最後に、参加者同士でワークショップを開催し、今後の部署の運営に生かしていただこうというものです。

<疑似的に生理痛が体験できる機器>
――生理痛体験研修を実施した経緯について教えてください
飯島さん:最初のきっかけは、総務・人事部の中で行っていた勉強会でした。その中で、生理痛体験研修をテーマの一つとして取り上げ、「こういう研修を社内でもできるといいよね」という話が出たんです。会社として健康経営や人的資本、多様な働き方、働きやすさを進めていく中で、それぞれの健康課題にどう向き合うかは大切なテーマになっています。
生理痛体験研修は女性の健康課題を入り口にしたものですが、私たちとしては、特定のテーマだけを切り出すのではなく、社員が安心して働ける環境をどう整えるかという文脈の中で考えていました。実際、生理休暇の使い方や体調に関する相談が寄せられることもあり、制度があっても運用面で課題が残っていると感じていました。
――研修を受ける立場として、「生理痛体験研修」と最初に聞いた時にどのように感じましたか?
丸岡さん(リスク管理部長):男性は生理を経験できないので、どうしても「知識としては知っているものの、自分事として捉えにくい」テーマだと感じました。また、非常にデリケートな話題でもあることから、当事者の方も含めて職場で共有しづらい。世の中に生理痛があることは誰もが知っていても、それについて職場でちゃんと考える機会は少ない。そうした中で、会社として取り組むことにより、よりよい職場づくりを考えるきっかけになると思いました。
端本さん(IR広報部長):私が以前海外勤務をしていたときは、現地の女性社員が「ちょっと生理休暇お願いします」と本当に自然に言ってくるのを見て驚いたことがありました。日本では、まだそこまであっけらかんと言える雰囲気は少ないと思います。今回のような研修をきっかけに、「そういうことを言ってもいいんだ」という認識が少しでも広がれば、言い出しやすさも変わってくるのではないかと思いました。

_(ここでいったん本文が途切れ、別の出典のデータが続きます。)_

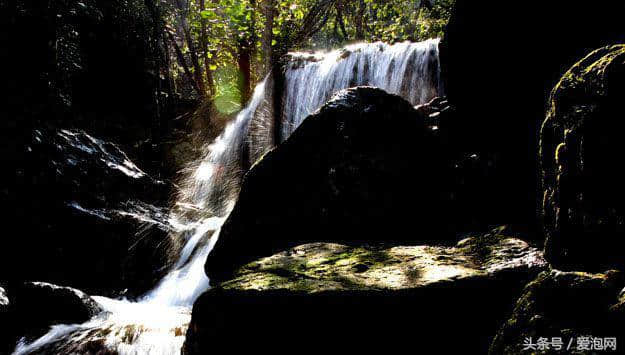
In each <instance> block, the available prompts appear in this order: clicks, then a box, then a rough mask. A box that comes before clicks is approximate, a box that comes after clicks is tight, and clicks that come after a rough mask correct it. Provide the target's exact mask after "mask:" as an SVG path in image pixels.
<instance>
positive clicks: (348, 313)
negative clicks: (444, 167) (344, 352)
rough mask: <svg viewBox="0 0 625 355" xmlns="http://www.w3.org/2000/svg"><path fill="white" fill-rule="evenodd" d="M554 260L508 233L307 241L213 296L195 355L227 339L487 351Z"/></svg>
mask: <svg viewBox="0 0 625 355" xmlns="http://www.w3.org/2000/svg"><path fill="white" fill-rule="evenodd" d="M545 266H546V263H545V261H544V260H543V258H542V254H541V252H539V251H538V250H536V249H534V248H531V247H529V246H528V245H527V244H526V243H525V242H523V241H521V240H518V239H515V238H512V237H507V236H505V233H504V232H503V231H502V230H495V231H493V232H492V233H490V234H486V235H482V236H478V237H472V238H468V239H465V240H463V241H461V242H459V243H458V244H457V245H456V246H454V247H430V246H397V247H350V246H346V245H340V244H332V243H314V244H306V245H301V246H298V247H295V248H292V249H289V250H287V251H285V252H282V253H279V254H276V255H273V256H271V257H267V258H264V259H260V260H257V261H255V262H252V263H250V264H248V265H246V266H244V267H242V268H241V269H240V270H239V271H238V272H237V273H236V275H235V277H234V278H233V279H232V280H229V281H227V282H224V283H222V284H221V285H220V286H219V287H217V288H214V289H211V290H210V291H208V292H207V293H205V294H204V295H203V296H202V297H201V298H200V299H199V300H198V301H197V302H196V303H195V305H194V309H193V319H192V321H191V325H190V327H189V331H188V333H187V341H186V344H185V353H186V354H203V353H206V352H207V351H208V350H209V349H211V348H215V346H220V345H225V344H227V346H228V347H229V348H230V349H233V350H235V349H236V351H240V350H251V349H256V350H257V351H258V350H259V349H260V350H269V349H271V350H272V351H273V352H277V353H290V352H292V351H293V349H295V348H301V347H305V348H306V349H307V350H319V351H322V350H324V349H325V350H327V349H328V348H331V349H333V350H341V351H347V350H350V351H352V350H353V351H366V350H369V351H371V350H374V349H373V348H375V347H377V346H380V347H384V349H386V351H389V352H390V353H393V352H394V351H399V350H400V349H402V347H405V346H407V345H410V347H414V348H418V349H419V351H422V350H423V351H426V352H427V351H430V350H432V351H433V350H439V351H443V350H446V351H447V350H453V351H460V350H463V351H464V353H484V352H485V351H486V349H487V347H488V344H489V342H490V339H491V336H492V334H494V333H495V330H496V328H497V326H498V325H499V324H500V322H501V321H502V320H503V319H504V318H505V314H506V313H507V312H509V311H510V309H511V308H510V306H511V304H512V303H513V300H514V299H515V298H516V297H518V292H519V291H520V289H521V287H522V286H523V285H524V284H525V283H526V282H527V281H528V280H530V279H532V278H533V277H534V276H535V275H536V274H537V273H538V272H539V271H540V270H542V269H544V268H545ZM242 339H245V341H241V340H242ZM367 339H371V340H373V339H375V341H367ZM444 339H448V340H450V339H453V341H444ZM276 344H279V346H278V347H276ZM370 347H373V348H370ZM404 349H405V348H404ZM379 350H382V349H379Z"/></svg>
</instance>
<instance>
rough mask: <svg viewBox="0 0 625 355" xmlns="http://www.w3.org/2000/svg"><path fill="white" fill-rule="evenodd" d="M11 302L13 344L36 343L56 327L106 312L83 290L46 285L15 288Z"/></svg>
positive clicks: (10, 327)
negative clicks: (38, 340)
mask: <svg viewBox="0 0 625 355" xmlns="http://www.w3.org/2000/svg"><path fill="white" fill-rule="evenodd" d="M11 300H12V302H11V305H10V308H9V313H8V318H9V320H10V322H11V326H10V328H8V329H7V331H8V332H9V333H10V334H11V335H12V336H13V340H14V341H13V342H12V344H13V345H14V344H15V341H16V340H17V339H18V337H25V339H26V340H28V341H32V340H34V339H36V338H38V337H40V336H41V335H43V334H45V333H46V332H47V331H48V330H49V328H50V326H52V325H55V324H76V323H84V322H86V321H88V320H89V319H91V318H92V317H94V316H96V315H97V314H99V313H101V312H102V311H103V309H102V307H101V306H100V305H99V304H98V303H97V302H96V301H95V300H93V299H92V298H91V297H89V296H88V295H86V294H85V293H83V292H82V291H80V290H77V289H73V288H70V287H61V286H57V285H53V284H49V283H45V282H27V283H24V284H22V285H19V286H17V287H14V288H12V289H11ZM2 345H3V346H5V344H2ZM9 345H10V344H9Z"/></svg>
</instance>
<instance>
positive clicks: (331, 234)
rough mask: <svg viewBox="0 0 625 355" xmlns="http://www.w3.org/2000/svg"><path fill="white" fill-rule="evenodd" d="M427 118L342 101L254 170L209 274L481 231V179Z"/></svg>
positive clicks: (300, 125)
mask: <svg viewBox="0 0 625 355" xmlns="http://www.w3.org/2000/svg"><path fill="white" fill-rule="evenodd" d="M423 111H424V110H421V111H417V110H415V109H414V108H413V107H412V106H411V105H410V103H408V102H407V101H405V100H404V99H402V98H400V97H399V96H395V95H390V94H387V93H386V92H384V91H382V90H379V89H374V88H369V87H360V88H355V89H348V90H344V91H341V92H339V93H338V94H337V95H336V96H334V98H333V99H332V100H330V101H329V102H328V103H327V104H326V105H324V106H323V107H322V108H321V109H320V110H319V111H318V112H316V113H315V114H313V115H311V116H309V117H308V118H307V119H306V120H305V121H304V122H303V123H302V124H301V125H300V126H299V127H298V128H297V129H296V130H295V132H294V133H293V134H292V135H291V136H290V137H289V138H288V139H287V140H286V141H285V142H284V143H282V144H281V145H279V146H278V147H276V148H275V149H273V150H271V151H269V152H268V153H266V154H265V155H264V156H263V157H262V159H260V160H259V161H257V162H256V164H254V165H253V166H252V168H251V170H250V171H249V172H248V173H247V175H246V176H245V179H244V181H243V185H242V188H241V192H240V194H239V199H238V201H237V203H236V205H235V207H234V209H233V211H232V213H231V214H230V216H229V218H228V219H227V221H226V222H225V224H224V225H223V227H222V229H221V233H220V237H219V241H218V242H217V245H216V246H215V248H214V249H213V251H212V252H211V254H210V255H209V257H208V260H207V263H206V270H207V273H208V274H209V275H210V276H211V277H217V278H224V277H227V276H225V275H227V274H228V273H229V272H230V271H231V270H232V268H233V267H234V266H236V265H241V264H243V263H245V262H249V261H251V260H253V259H254V258H256V257H259V256H268V255H271V254H273V253H275V252H277V251H279V250H283V249H285V248H288V247H292V246H294V245H297V244H301V243H305V242H314V241H336V242H346V243H349V242H357V241H377V242H380V241H385V242H388V241H390V240H391V239H393V238H395V239H398V240H412V241H420V242H424V241H436V242H444V241H450V240H455V235H456V232H457V231H458V230H462V229H466V230H469V229H474V228H475V226H476V224H477V223H476V221H475V220H476V216H479V215H480V213H481V210H480V208H479V207H476V206H475V205H474V204H473V203H474V201H478V200H479V199H478V198H477V196H478V194H479V193H480V191H481V188H480V186H479V185H472V184H471V183H470V182H471V181H477V180H478V179H473V180H471V176H470V174H472V169H471V168H470V167H469V172H468V173H467V171H464V170H463V169H464V168H465V167H466V164H464V163H458V161H456V160H454V159H453V158H452V156H451V155H450V152H449V151H448V150H447V149H446V148H445V146H444V145H443V144H442V143H441V142H442V140H441V137H440V132H437V131H435V130H433V129H432V127H431V125H432V123H431V121H432V120H431V119H430V118H429V117H426V116H425V115H424V113H423ZM459 177H461V178H459ZM482 187H483V186H482ZM468 196H470V197H468ZM460 200H463V201H464V202H465V203H466V202H467V201H471V203H472V204H471V205H467V204H463V202H460ZM467 226H471V228H467Z"/></svg>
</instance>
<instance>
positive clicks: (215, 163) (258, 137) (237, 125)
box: [15, 40, 442, 355]
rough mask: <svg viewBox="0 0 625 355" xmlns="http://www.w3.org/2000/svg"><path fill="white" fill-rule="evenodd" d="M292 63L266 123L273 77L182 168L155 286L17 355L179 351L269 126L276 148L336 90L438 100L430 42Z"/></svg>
mask: <svg viewBox="0 0 625 355" xmlns="http://www.w3.org/2000/svg"><path fill="white" fill-rule="evenodd" d="M290 58H291V60H290V62H289V63H288V64H287V67H286V70H285V73H284V74H285V75H284V80H285V81H284V88H285V90H284V92H283V93H282V103H283V107H282V110H281V111H280V112H279V113H278V114H277V115H274V114H272V113H273V112H276V111H274V110H272V109H267V107H270V106H272V103H273V101H274V100H273V99H272V97H273V96H272V95H274V93H272V88H270V87H269V86H272V85H273V84H272V83H273V78H271V76H268V77H267V78H265V80H263V81H262V82H261V83H260V84H259V85H258V86H257V87H256V88H255V90H254V94H253V97H252V99H251V100H250V102H249V103H248V105H247V106H246V107H245V108H244V109H243V110H242V111H241V112H240V113H239V114H238V115H237V117H236V119H235V120H234V121H233V122H231V123H230V124H229V125H228V126H227V127H226V128H225V130H224V132H223V133H222V134H221V135H220V136H219V137H218V138H217V139H216V140H215V141H214V142H213V143H212V144H210V145H208V146H207V148H206V153H205V154H204V157H203V158H202V159H200V160H199V161H198V162H195V163H194V164H193V165H192V167H190V168H189V172H188V174H187V176H186V178H185V179H184V180H183V181H182V182H181V184H180V186H181V188H180V193H179V195H178V196H177V203H176V205H175V207H174V208H173V209H172V211H173V212H172V213H171V215H170V217H169V220H168V221H167V222H168V223H169V225H171V226H174V227H175V228H176V229H177V231H176V233H177V234H178V236H179V238H180V239H181V240H182V241H183V245H184V246H183V248H182V249H181V251H180V255H179V258H178V261H177V262H176V263H175V265H174V266H173V267H172V269H171V271H170V272H169V273H168V274H167V275H166V276H165V277H164V278H163V279H162V280H161V281H160V282H159V283H158V285H156V287H155V288H154V289H153V290H152V291H150V292H148V293H147V294H146V295H144V296H143V297H142V298H141V299H139V300H138V301H128V300H113V299H110V298H106V297H94V299H95V300H96V301H97V302H98V303H100V305H102V307H103V308H104V309H105V312H104V313H103V314H101V315H99V316H97V317H95V318H94V319H92V320H90V321H89V322H87V323H84V324H72V325H55V326H53V327H52V328H51V330H50V331H49V332H48V333H47V334H46V335H44V336H43V337H41V338H39V339H37V340H35V341H33V342H31V343H26V342H25V341H21V342H20V343H19V344H18V345H17V347H16V349H15V354H29V353H37V352H40V350H41V349H47V350H49V349H53V350H54V351H55V352H58V353H80V352H81V351H80V349H88V348H89V345H90V344H93V343H94V342H98V343H99V344H101V345H103V346H105V347H107V348H109V349H114V350H115V351H116V352H118V353H119V354H122V355H123V354H163V355H166V354H174V353H178V352H180V349H181V347H182V344H183V342H184V335H185V333H186V328H187V326H188V323H189V321H190V317H191V307H192V306H193V303H194V302H195V300H196V299H197V298H198V297H199V296H200V295H201V294H202V293H203V292H204V291H206V290H207V289H208V288H209V280H208V278H207V277H206V275H205V273H204V263H205V260H206V257H207V255H208V254H209V253H210V250H211V249H212V247H213V246H214V244H215V243H216V241H217V239H218V236H219V230H220V228H221V225H222V224H223V222H224V221H225V219H226V218H227V217H228V214H229V213H230V211H231V210H232V207H233V205H234V201H235V199H236V197H237V195H238V193H239V188H240V184H241V180H242V178H243V175H244V174H245V172H246V171H247V169H248V168H249V166H250V165H251V164H252V163H253V162H254V160H255V159H257V158H258V157H260V156H262V154H264V152H266V151H267V150H269V149H271V147H272V146H273V145H274V144H275V142H274V140H275V139H274V134H275V133H274V132H273V128H272V127H273V126H274V124H275V120H279V121H280V122H281V125H280V127H281V132H280V137H279V140H284V139H286V138H287V137H288V136H289V135H290V134H291V133H292V132H293V131H294V130H295V128H297V126H298V125H299V124H300V123H301V122H302V120H303V119H304V118H305V117H306V116H307V115H309V114H310V113H312V112H314V111H315V110H316V109H318V108H319V107H320V106H321V105H323V103H325V102H326V101H327V100H328V99H329V98H330V97H331V96H332V94H334V93H335V92H337V91H339V90H341V89H345V88H348V87H353V86H360V85H369V86H377V87H380V88H382V89H384V90H386V91H389V92H391V93H395V94H398V95H401V96H403V97H404V98H405V99H407V100H409V101H410V102H411V103H412V104H414V105H417V104H420V103H425V102H427V101H429V100H430V99H431V98H433V97H435V96H439V95H440V94H441V92H442V87H441V84H440V78H439V76H440V70H439V60H438V40H429V41H425V42H420V43H410V42H405V43H398V44H395V45H388V44H384V43H362V44H355V45H351V46H348V47H346V48H344V49H342V50H336V51H332V52H328V53H314V54H305V53H291V54H290ZM270 83H271V85H269V84H270ZM274 116H277V117H274ZM128 339H132V341H131V342H129V341H128Z"/></svg>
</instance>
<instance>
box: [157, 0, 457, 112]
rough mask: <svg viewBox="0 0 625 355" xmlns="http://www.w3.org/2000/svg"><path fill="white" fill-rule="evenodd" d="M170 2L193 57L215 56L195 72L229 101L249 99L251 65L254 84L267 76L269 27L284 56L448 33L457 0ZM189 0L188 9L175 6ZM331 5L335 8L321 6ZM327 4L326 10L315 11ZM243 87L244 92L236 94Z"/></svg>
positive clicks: (350, 0)
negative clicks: (240, 61)
mask: <svg viewBox="0 0 625 355" xmlns="http://www.w3.org/2000/svg"><path fill="white" fill-rule="evenodd" d="M167 1H170V2H172V3H173V5H172V4H170V7H169V9H170V11H169V12H168V13H169V16H168V19H167V20H168V23H169V24H170V26H169V27H170V30H171V31H173V32H175V34H176V35H177V38H178V39H179V42H180V43H182V47H183V48H182V51H183V52H184V54H185V56H188V57H191V56H193V55H195V56H197V57H198V58H207V59H208V62H207V63H203V62H202V60H197V61H196V62H199V63H200V66H196V67H191V68H190V71H191V72H195V71H197V70H198V69H200V70H201V71H202V72H203V73H202V75H204V76H205V78H204V79H205V80H207V81H209V82H210V83H212V84H213V85H214V86H215V90H214V92H213V95H216V97H218V98H219V100H220V102H222V103H223V102H234V101H233V100H235V99H236V98H237V97H239V98H240V97H241V95H242V93H241V90H242V89H241V86H240V84H241V78H242V77H245V75H243V74H244V73H242V71H245V70H249V77H250V78H251V82H257V81H259V80H260V79H262V76H263V75H264V74H265V72H266V68H265V67H264V66H263V63H264V62H265V61H266V59H267V57H268V56H271V55H272V54H271V53H267V52H266V51H267V48H266V47H267V46H263V45H262V40H263V39H265V40H266V38H267V36H266V34H267V33H268V31H270V33H271V37H272V38H271V45H270V47H272V48H273V52H274V53H277V54H281V53H284V52H286V51H289V50H305V49H330V48H335V47H339V46H342V45H344V44H346V43H349V42H355V41H384V42H390V43H393V42H398V41H406V40H409V41H421V40H425V39H428V38H434V37H440V36H442V35H443V30H444V27H445V25H446V24H447V21H448V19H449V16H450V12H451V8H452V6H453V4H454V1H455V0H204V1H201V0H186V1H188V3H187V2H186V1H182V0H167ZM181 2H185V3H187V4H188V7H187V8H183V9H180V8H179V7H177V6H175V5H179V4H180V3H181ZM202 3H204V8H202V6H201V4H202ZM323 4H328V6H326V7H323V6H320V5H323ZM271 5H273V9H274V14H275V16H274V18H273V25H272V28H271V29H265V24H266V23H267V21H266V18H265V15H266V11H265V9H266V7H267V6H271ZM319 8H321V9H322V11H321V12H320V13H318V14H317V13H314V12H315V11H316V10H318V9H319ZM311 15H316V16H311ZM311 19H312V20H313V23H312V24H311ZM183 20H186V22H187V24H188V27H189V28H188V30H189V34H190V36H191V41H192V44H195V46H194V47H196V51H195V52H196V53H191V51H190V48H189V43H188V41H185V39H184V38H183V37H184V29H182V28H181V26H182V25H183ZM309 27H310V28H309ZM306 30H309V32H310V33H307V32H306ZM302 34H303V36H302ZM264 35H265V36H264ZM203 36H205V37H203ZM302 37H303V38H302ZM245 51H247V52H248V54H249V55H250V62H251V63H250V68H247V67H245V66H243V67H242V65H241V62H240V61H239V59H240V57H241V56H242V53H244V52H245ZM188 62H189V63H192V62H193V61H192V60H188ZM189 66H190V65H189ZM206 66H208V70H206V69H207V68H206ZM174 67H175V69H176V70H175V73H177V74H178V76H181V75H183V74H182V68H181V67H180V63H177V64H175V65H174ZM200 67H201V68H200ZM237 70H238V71H239V72H238V73H236V72H237ZM204 72H207V73H213V74H217V73H218V75H210V74H206V73H204ZM226 73H227V74H226ZM209 76H212V77H209ZM224 78H229V79H228V80H232V81H228V80H226V79H224ZM210 83H209V85H210ZM237 88H238V89H237ZM236 90H238V91H239V92H238V93H237V94H236V95H235V94H234V91H236ZM220 95H225V96H223V97H222V96H220ZM226 106H228V105H226ZM235 106H236V105H235ZM235 106H228V107H231V108H229V109H228V110H230V109H234V107H235Z"/></svg>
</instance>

「制度の使いやすさ」を越えて:見えにくい事情に向き合い、感謝を循環させる職場づくり
――研修の対象を「部長職以上」にした理由はなぜですか?
菅さん(総務・人事部長):まずは、今回の研修の実施にあたっては社長からも後押しをいただき、ライン管理職は参加が必須だねと、アドバイスをいただきました。経営層も関心が高いということがわかって、非常にスムーズに研修を実施することができました。
その上で、ライン管理職、特に部長が勤怠管理や休暇相談、働き方の調整、そして育成や評価を主体的に担っているからというのも理由の一つです。誰かが「少し休みたい」「働き方を調整したい」と思ったとき、その相談はまずライン管理職に届きます。そのライン管理職が、女性特有の健康課題を含め、見えにくい不調があることを理解していなければ、本人はますます言い出しにくくなってしまう。だから、研修の対象を部長職以上にしました。部長は、制度に基づく申請を処理するだけでなく、社員の成長や働き方を日常的に支える立場です。制度を“使えるもの”にするには、まず部長職以上の理解が必要だと考えました。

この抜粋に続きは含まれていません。